Amidst the raucous squabbling of politicians and outraged Twitter pundits over the Daily Mail's slur of Ed Miliband's late father, one person has been staying mighty quiet - the paper's editor Paul Dacre.
Mail deputy editor John Stefeal was bundled onto Newsnight to try and defend calling Navy veteran and Jewish refugee Ralph Miliband "the man who hated Britain". Columnist Quentin Letts is headed for Question Time on Thursday night.
But despite being doorstepped by journalists from Channel 4, Dacre has remained schtum on the media storm swirling above the paper's offices on Derry Street.
Paul Dacre, editor of The Daily Mail
Now Dacre might be forced to break his silence, after the launch of a petition to put him head-to-head with a man never short of something to say - former Labour spin doctor Alastair Campbell.
In a petition on Change,org, which has already garnered more than 350 signatures in a matter of minutes, Campbell said Dacre had "access to the homes of millions of people" which gives him the opportunity to "harass and bully and misrepresent and twist the truth to fit his own narrow view of the world".
Campbell said that Dacre never "allows himself to be subject to the kind of scrutiny and questioning he expects of everyone else.
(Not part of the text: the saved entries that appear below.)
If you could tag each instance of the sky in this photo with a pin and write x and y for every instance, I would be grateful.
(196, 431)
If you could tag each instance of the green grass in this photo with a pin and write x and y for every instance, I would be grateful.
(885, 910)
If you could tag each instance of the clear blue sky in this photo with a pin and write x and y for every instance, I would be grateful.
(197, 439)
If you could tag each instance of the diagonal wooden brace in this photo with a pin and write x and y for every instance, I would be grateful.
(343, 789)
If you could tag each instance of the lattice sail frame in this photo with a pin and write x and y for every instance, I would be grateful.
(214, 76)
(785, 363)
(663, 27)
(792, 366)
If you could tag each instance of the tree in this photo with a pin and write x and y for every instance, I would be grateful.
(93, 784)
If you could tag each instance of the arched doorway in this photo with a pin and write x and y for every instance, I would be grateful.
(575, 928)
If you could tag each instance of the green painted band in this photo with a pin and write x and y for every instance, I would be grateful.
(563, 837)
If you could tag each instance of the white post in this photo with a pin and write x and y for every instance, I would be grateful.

That is why I called him a coward, a bully and a hypocrite..."
"Instead he sent his poor deputy to defend the indefensible in a debate with me on Newsnight. Since then the heads have gone back down below the parapet.
"I’ve long thought that the Daily Mail under Paul Dacre represents the worst of British values posing as the best. If he believes the opposite, and disagrees that he is a poison in our national life, let him find the courage to debate in public."
It is likely to take an awful lot more than a petition to move Dacre, although curiously the Mail wrote in its editorial leader on Tuesday: "The Mail would also welcome a dispassionate and honest debate on the views of his father and their influence on Britain’s would-be Prime Minister."
The PCC said it had received 384 complaints by 4pm on Wednesday relating to Daily Mail articles about Ed Miliband's father.
The People's Assembly, a left-wing group, have organised a protest outside the Mail's offices on Sunday, with more than 450 people marked as attending on Facebook.
"On Sunday, all the people hated by the Daily Mail - that's pretty all of us - are going to turn up at their headquarters, loud and proud about who we are. If you're a woman, a Muslim, LGBT, a nurse, a socialist, a trade union rep, or just someone who doesn't like hatred being pumped into public life every day, turn up.
"This is an upbeat, carnival-type protest, a statement of defiance against bigotry and hatred. So turn up in a good mood, with colourful banners, full of pride about who we all are," the group said.